Reporter: Dimas Andi | Editor: Wahyu T.Rahmawati
KONTAN.CO.ID - JAKARTA. Pasar obligasi Indonesia masih berada dalam tekanan akibat pelemahan nilai tukar rupiah dalam beberapa hari terakhir.
Tekanan di pasar obligasi terefleksikan melalui yield Surat Utang Negara (SUN) yang terus mendaki. Mengutip Bloomberg, yield SUN seri acuan 10 tahun telah mencapai 7,55% pada perdagangan Senin (25/6).
Analis Fixed Income MNC Sekuritas, I Made Adi Saputra mengatakan, setelah The Federal Reserves menaikkan suku bunga acuan Amerika Serikat (AS), tren kenaikan yield SUN sulit untuk dibendung. Pasalnya, yield SUN sendiri mendapat sentimen negatif dari pelemahan rupiah yang juga berakar dari kenaikan suku bunga acuan AS.
Sebagai catatan, kurs rupiah di pasar spot hari ini kembali melemah 0,52% ke level Rp 14.159 per dollar AS.
Made berpendapat, pelemahan rupiah membuat pergerakan yield SUN membentuk pola yang anomali. Hal ini mengingat yield US Treasury cenderung bergerak stabil di bawah 3% sejak The Fed menaikkan suku bunga acuan AS.
Berdasarkan data Bloomberg, saat ini yield US Treasury tenor 10 tahun berada di level 2,88%. “Secara teori, yield SUN Indonesia semestinya turun karena yield US Treasury berada di bawah 3%,” kata Made hari ini.
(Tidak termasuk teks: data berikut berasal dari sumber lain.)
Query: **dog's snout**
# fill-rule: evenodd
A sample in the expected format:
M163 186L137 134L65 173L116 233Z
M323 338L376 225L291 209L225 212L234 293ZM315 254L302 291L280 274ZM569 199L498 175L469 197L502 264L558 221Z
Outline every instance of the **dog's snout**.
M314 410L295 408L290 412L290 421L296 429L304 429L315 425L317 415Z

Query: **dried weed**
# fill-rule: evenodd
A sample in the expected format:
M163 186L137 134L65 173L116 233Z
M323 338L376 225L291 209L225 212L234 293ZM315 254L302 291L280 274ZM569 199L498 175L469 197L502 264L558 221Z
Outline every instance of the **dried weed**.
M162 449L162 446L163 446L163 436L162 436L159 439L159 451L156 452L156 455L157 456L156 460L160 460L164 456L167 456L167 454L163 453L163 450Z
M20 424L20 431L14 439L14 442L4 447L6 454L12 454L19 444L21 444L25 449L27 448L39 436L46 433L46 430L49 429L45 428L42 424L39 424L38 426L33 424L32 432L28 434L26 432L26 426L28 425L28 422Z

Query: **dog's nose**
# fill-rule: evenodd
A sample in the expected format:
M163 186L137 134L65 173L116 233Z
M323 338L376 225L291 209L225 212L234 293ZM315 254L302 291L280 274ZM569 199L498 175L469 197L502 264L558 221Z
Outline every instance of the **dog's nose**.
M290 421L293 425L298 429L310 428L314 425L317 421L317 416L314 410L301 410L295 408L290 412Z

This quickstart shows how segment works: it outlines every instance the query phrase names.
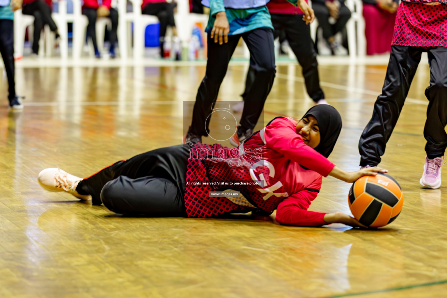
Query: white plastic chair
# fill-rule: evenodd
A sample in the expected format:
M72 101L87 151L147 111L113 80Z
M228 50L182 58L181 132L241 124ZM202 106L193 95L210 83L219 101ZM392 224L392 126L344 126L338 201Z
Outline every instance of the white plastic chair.
M52 13L51 17L58 27L58 33L60 36L59 42L60 57L63 59L66 59L68 57L68 21L67 19L66 0L59 0L58 1L58 12ZM47 56L51 56L52 54L52 45L54 44L55 38L54 34L50 33L49 29L47 26L45 26Z
M67 19L73 23L73 58L78 59L82 53L89 20L82 14L80 0L72 0L73 13L67 14Z
M33 26L34 23L34 17L23 14L21 8L14 12L14 56L16 58L23 57L26 27Z
M132 3L132 5L133 3ZM118 0L118 46L122 59L127 59L132 47L132 23L134 13L127 12L127 0ZM141 8L140 8L141 9Z
M363 4L361 0L346 0L345 4L351 11L351 18L346 24L349 56L351 58L364 57L366 55L366 37Z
Fund Manager Capital Asset Management, Desmon Silitonga menyampaikan, pelemahan rupiah yang terjadi pasca libur lebaran membuat dana investasi asing keluar dari pasar obligasi dalam negeri. Tak hanya itu, perbankan juga mulai melakukan switching sejak suku bunga acuan BI naik dua kali di bulan Mei lalu.
Alhasil, kepemilikan perbankan di Surat Berharga Negara (SBN) berkurang. "Kepemilikan asing dan perbankan di pasar obligasi sangat besar. Kalau keduanya keluar, pasar obligasi Indonesia sulit bangkit dari tekanan,” kata Desmon.
Ia menambahkan, pada dasarnya pemerintah tidak akan terus membiarkan pasar obligasi domestik lesu. Hal ini disebabkan, ada banyak proyek strategis nasional yang membutuhkan pendanaan melalui surat utang. “Kalau yield SUN terus naik, cost of fund pemerintah bisa membengkak,” ujar Desmon.
Dalam praktiknya, pemerintah lewat Bank Indonesia akan terus berada di pasar dan dapat mmebeli kembali obligasi yang dijual oleh investor asing maupun investor perbankan. Walau terbukti dapat menahan koreksi harga yang lebih dalam, upaya tersebut dinilai tidak bisa terus-menerus dilakukan oleh pemerintah.